There are currently around 350 measurements that are either performed or derived during an echocardiogram. Theoretically, a beneficial AI would be one that could accurately and consistently reproduce these measurements with at least the same accuracy as an experienced cardiac sonographer. Thus, mitigating Pitfall three.

Over the past year, Baptist Health in Kentucky has been investigating the opportunity to leverage an AI application to mitigate intra-sonographer variability and standardize our cardiac measurement and quantification processes. The proper use of AI will potentially minimize variation in the cardiac measurements performed, and theoretically reduce the time it takes to perform a study. The measurement portion of an echocardiogram consumes roughly 30% of the duration of the study.  If we can leverage an Artificial Intelligence application with the ability to perform all, or most, of the routine measurements performed in an echocardiogram. This could create a positive cascade that would help us maintain quality (due to the AI standardization), reduce the time-to-perform a study (as the measurement portion will be significantly reduced), and increase capacity.

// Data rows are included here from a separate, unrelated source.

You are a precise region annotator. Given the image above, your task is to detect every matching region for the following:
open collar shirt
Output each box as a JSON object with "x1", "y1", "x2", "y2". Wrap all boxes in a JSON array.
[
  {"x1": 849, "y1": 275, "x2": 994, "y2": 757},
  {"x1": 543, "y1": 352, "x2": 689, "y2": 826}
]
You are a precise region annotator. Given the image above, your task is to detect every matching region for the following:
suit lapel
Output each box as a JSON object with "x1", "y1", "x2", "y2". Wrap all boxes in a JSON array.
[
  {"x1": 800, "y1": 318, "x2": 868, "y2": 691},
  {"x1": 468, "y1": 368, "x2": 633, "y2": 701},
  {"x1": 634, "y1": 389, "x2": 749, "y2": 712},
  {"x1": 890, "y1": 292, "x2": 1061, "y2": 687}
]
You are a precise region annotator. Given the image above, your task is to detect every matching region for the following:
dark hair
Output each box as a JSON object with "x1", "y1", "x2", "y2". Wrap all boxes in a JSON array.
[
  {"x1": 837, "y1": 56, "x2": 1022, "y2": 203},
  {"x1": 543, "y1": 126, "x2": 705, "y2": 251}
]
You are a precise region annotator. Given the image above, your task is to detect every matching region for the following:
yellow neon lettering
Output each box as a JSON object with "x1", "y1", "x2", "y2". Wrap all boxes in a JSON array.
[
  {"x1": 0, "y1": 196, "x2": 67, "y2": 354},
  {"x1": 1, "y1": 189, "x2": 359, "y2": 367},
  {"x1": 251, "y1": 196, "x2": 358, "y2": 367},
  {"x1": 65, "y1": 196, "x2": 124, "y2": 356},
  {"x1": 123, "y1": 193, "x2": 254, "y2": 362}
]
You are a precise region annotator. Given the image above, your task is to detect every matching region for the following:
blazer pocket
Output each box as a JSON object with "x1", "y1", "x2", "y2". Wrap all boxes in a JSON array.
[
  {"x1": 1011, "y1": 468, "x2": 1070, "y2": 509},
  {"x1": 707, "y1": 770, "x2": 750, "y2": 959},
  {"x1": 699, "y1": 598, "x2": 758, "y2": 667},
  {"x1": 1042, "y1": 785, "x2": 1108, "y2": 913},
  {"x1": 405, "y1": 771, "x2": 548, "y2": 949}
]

From a healthcare operations viewpoint, an average echocardiogram takes 45-60 minutes to complete, including measurements. Leveraging an AI application has the potential to reduce that study time by 15+/- minutes. If a sonographer performs eight studies/shift, there is potential to conservatively recoup eighty minutes/shift. That time can be utilized to perform an extra echocardiogram per shift without a reduction in quality. Increased capacity without increasing staff equals increased revenue. The larger the number of cardiac sonographers in a facility, the greater the potential for operational efficiencies, which will likely result in increased revenue.

Leveraging the right AI application has 1) The potential to increase the diagnostic quality of echocardiograms, which is a win for patients and providers, 2) Increase capacity without additional staff, and 3) Increase revenue. As Micheal Scott would say, that’s a win, win, win.